Okay, so far this seems like a distraction. The Cortex M3 is alive and well; at a guess from stepping through the code with the J-Link I'd say it was stuck in a holding pattern waiting for the USB interface to come up. That leaves the GL850G USB hub-on-a-chip, which has the M3 wired up to one of the downstream inputs, along with the two female USB connectors. Everything we care about is getting 5V; the M3, the hub, and the two USB ports. What's not happening is a proper USB handshake!

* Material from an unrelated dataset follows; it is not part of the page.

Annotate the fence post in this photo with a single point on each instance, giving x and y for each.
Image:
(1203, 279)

And sadly, this is where the current line of investigation stops. The GL850G doesn't have a JTAG/SWD interface; the datasheet does mention a TEST mode and an I2C interface, but buggered if I know how those work (the datasheet certainly doesn't say), and I'm not keen on soldering more stuff to the microscopic chip legs. Dumping the USB traffic using the Linux usbmon driver doesn't reveal anything new; just like the dmesg output says, the device fails to identify itself at seemingly random points during the initial handshake. I guess the next level down from there would be to try a USB logic analyser like the Beagle 12, or maybe one of those fancy digital oscilloscopes that support USB TX, but those cost more than 500 dollars! I think the new plan will be to buy a totally-not-bootleg replacement GL850G on eBay (hello China!), then have a stab at desoldering the current one without ruining everything. Plan C is buy a used microKEY 37 on eBay and steal the main board.

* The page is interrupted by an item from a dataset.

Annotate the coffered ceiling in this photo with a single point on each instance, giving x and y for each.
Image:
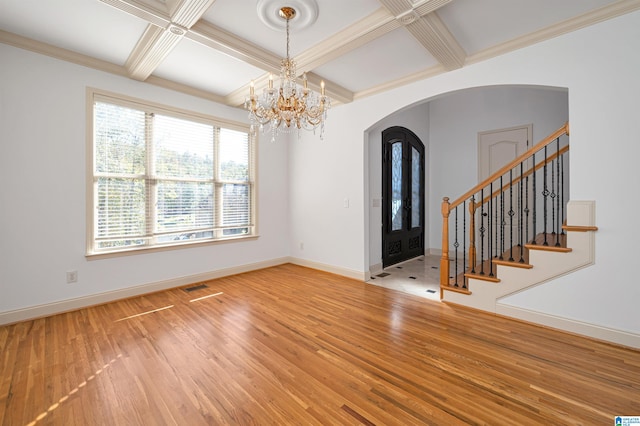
(214, 48)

Still, using the J-Link was a fun experience. For anyone looking to brush up their reverse engineering know-how, I highly recommend finding some hardware with one of these Cortex M3 SOCs inside and having a go debugging it with a J-Link. As a beginner to assembly language, I was quite impressed with how easy to read the Cortex M3 instructions were. Then again my last experience was reading 16-bit x86, which even the fans will tell you is a horrific architecture with no redeeming qualities, except maybe the power to induce vomiting. If the GL850G transplant works, we'll be sure to pick up where we left off and continue exploring the many nooks and crannies of the microKEY hardware.